Figuring out memory leak

Hi,

I'm new to memory leak detection in C# and Ants Memory Profiler. I found a few objects that I believe should have been released after GC.Collect() is called but they still show up in Ants profiler as being alive.

Do I have a memory leak and how do I figure out which one(s) causes the leak for this situation:

If A holds references to X1,X2,...Xn;
X1 holds references to X1a, X1b, X1c...X1z
X2 holds references to X2a, X2b, X2c...X2z

A is reported still alive and nobody holds references to it.

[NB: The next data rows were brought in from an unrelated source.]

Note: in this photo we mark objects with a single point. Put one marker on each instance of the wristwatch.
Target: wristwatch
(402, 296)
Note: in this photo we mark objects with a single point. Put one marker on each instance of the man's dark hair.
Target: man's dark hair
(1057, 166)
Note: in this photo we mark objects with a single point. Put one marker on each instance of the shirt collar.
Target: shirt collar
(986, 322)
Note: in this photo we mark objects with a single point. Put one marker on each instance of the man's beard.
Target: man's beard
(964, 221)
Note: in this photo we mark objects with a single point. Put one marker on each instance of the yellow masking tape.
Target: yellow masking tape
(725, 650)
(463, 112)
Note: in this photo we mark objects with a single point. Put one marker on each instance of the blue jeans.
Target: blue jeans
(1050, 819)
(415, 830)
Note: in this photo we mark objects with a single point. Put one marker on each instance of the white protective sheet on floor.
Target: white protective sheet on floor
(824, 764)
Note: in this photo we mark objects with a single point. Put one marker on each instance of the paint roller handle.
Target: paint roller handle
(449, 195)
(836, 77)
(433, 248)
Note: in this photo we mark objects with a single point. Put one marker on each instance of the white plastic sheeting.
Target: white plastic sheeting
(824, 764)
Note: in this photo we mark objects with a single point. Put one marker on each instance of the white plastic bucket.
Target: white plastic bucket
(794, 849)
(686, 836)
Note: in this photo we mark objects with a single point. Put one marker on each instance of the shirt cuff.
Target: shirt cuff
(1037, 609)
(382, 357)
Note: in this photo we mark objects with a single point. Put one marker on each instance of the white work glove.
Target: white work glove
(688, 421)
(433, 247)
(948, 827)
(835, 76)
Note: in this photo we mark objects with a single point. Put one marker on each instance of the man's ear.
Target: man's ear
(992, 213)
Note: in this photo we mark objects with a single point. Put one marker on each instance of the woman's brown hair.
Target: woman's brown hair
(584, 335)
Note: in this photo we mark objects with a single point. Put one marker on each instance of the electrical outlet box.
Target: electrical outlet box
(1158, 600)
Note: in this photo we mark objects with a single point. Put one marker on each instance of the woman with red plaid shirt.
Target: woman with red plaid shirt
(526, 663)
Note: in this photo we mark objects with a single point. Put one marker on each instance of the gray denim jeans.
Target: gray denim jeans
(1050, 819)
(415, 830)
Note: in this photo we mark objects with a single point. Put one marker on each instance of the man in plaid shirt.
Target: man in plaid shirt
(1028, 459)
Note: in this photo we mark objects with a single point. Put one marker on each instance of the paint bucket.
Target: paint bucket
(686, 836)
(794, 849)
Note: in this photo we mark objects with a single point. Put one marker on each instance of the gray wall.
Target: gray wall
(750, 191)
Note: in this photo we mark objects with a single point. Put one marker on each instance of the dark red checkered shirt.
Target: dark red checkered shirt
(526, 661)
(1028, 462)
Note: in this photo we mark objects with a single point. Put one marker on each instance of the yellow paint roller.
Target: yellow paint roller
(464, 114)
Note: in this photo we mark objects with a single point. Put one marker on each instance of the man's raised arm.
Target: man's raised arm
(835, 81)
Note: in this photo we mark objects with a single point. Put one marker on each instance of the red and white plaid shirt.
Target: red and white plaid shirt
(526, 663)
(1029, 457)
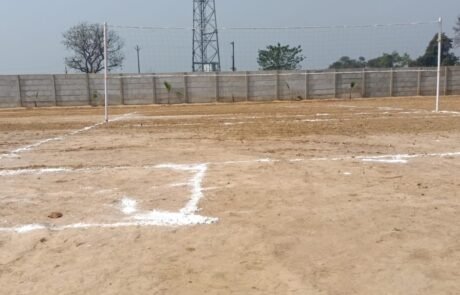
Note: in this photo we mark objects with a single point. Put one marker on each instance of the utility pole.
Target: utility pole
(138, 49)
(233, 56)
(205, 50)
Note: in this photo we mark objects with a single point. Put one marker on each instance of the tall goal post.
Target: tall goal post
(106, 75)
(438, 86)
(378, 59)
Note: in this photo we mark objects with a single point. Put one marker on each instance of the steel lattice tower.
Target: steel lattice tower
(206, 55)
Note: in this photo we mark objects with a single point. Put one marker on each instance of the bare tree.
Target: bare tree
(87, 43)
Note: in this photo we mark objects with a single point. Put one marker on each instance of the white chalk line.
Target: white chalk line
(185, 217)
(15, 153)
(390, 158)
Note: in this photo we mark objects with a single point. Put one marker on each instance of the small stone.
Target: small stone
(55, 215)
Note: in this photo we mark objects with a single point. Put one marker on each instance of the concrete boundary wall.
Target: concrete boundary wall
(83, 89)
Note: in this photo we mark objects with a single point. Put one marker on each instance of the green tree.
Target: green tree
(345, 62)
(87, 43)
(280, 57)
(390, 60)
(430, 58)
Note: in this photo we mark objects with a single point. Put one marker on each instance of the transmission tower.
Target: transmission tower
(206, 55)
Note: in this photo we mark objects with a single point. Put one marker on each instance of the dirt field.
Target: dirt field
(317, 197)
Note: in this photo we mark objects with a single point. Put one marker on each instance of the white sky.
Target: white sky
(31, 30)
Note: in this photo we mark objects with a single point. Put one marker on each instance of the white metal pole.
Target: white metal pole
(438, 86)
(106, 76)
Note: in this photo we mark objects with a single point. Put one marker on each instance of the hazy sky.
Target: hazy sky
(31, 30)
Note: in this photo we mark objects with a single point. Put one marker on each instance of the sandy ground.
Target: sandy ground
(317, 197)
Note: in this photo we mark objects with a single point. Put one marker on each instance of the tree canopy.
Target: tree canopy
(345, 62)
(280, 57)
(390, 60)
(87, 43)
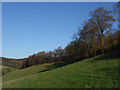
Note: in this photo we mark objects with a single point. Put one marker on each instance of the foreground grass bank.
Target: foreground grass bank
(100, 71)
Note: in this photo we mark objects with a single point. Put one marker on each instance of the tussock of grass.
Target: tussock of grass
(97, 72)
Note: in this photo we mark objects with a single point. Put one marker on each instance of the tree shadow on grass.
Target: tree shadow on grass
(108, 56)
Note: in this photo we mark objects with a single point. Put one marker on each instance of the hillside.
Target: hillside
(100, 71)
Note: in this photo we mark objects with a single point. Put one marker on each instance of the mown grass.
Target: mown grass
(98, 72)
(6, 69)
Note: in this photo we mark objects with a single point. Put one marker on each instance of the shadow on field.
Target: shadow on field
(112, 72)
(111, 55)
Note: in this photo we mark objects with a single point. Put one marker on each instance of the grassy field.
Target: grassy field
(6, 69)
(97, 72)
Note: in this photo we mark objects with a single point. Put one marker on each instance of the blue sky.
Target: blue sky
(28, 28)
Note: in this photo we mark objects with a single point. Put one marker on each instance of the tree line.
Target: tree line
(96, 36)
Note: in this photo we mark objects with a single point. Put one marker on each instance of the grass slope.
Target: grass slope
(6, 69)
(100, 71)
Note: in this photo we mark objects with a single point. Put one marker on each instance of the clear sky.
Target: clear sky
(28, 28)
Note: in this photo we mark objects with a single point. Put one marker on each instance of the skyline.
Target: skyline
(29, 28)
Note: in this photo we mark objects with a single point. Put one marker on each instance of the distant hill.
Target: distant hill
(97, 72)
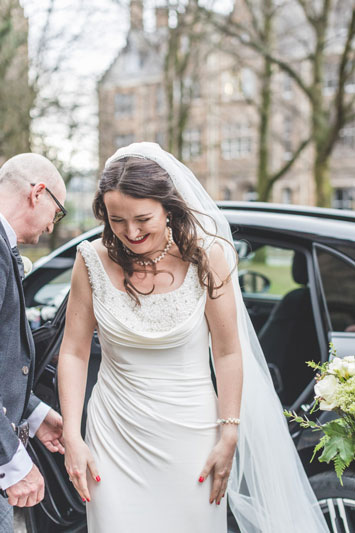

In my case A is Hashtable+HashtableEnumerator

Thank you very much.

Comments

  • Brian DonahueBrian Donahue Posts: 6,590 Bronze 1
    Hello Zin,

    This is a difficult question to answer without knowing the application and what it's been doing. If you want, you can send the profiler results to us at support@red-gate.com and we can try to have a look and offer some suggestions for you.
  • It took me a while to collect the data and the result file is ~80Mb, it won't work via emailing
  • Brian DonahueBrian Donahue Posts: 6,590 Bronze 1
    Hello Zin,

    Give me until tomorrow and I will set up a private FTP account for you on our FTP server.
  • Brian DonahueBrian Donahue Posts: 6,590 Bronze 1
    Hello Zin,

    If you're still interested, I've set up an FTP directory for you. Your username and password have been sent via email.
  • I have the samilar question, is there a guide line to pinpoint the memory leak cause using the memory profiler result? thanks
  • Brian DonahueBrian Donahue Posts: 6,590 Bronze 1
    I'm under the impression that this depends a lot on the nature of the application. You need to know what objects should be 'live' and which ones should be disposed. Without that information, you're left squarely in the dark.

    The starting point is normally to look at the 'all objects' tab and find the number of objects that have been allocated and compare that to the live count.
  • I'm under the impression that this depends a lot on the nature of the application. You need to know what objects should be 'live' and which ones should be disposed. Without that information, you're left squarely in the dark.

    The starting point is normally to look at the 'all objects' tab and find the number of objects that have been allocated and compare that to the live count.

    'live' means the object is referenced and cannot be collected, right? how if an object is already out of calling range, such as a private string?
  • Brian DonahueBrian Donahue Posts: 6,590 Bronze 1
    Hello Caroline,

    As far as I'm aware, a live object is an object which still has a pointer to it on the program's stack. I'm sure it's more complex than that, though.